こうしてみてみると、人の多さによる弊害もさることながら、観光客一人ひとりのマナー違反によるオーバーツーリズムも目立ちますね。日本だけでなく世界中の観光地で同様の現象が起こっており、各地を悩ませているのが現状です。

観光地ではこんな対応策をしているけれど…

過度に人が集まることによって、地元の人々が市バスを利用できないなど、日常生活に支障をきたすまでの地域もあるのですよ。
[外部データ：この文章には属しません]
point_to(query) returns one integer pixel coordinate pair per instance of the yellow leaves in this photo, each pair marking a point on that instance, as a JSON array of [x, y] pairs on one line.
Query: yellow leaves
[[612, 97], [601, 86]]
このような人の多さによる混雑の緩和への取り組みとして、オーバーツーリズムが起こっている地域では以下のようなことが実施されています。

・入場料を設定し、誰もが自由に出入りできないようにする。

・ピクトグラム付きの看板を設置し、海外の方にも場所やルールを分かりやすくする。

こうした取り組みにより混雑や人だかりは多少和らげられるようですが、悪影響が無くなるというわけではありません。オーバーツーリズムが起きている地域は避けて観光する・通勤通学の時間外に移動するなどの工夫を観光客側にもしてもらう必要がありそうですね。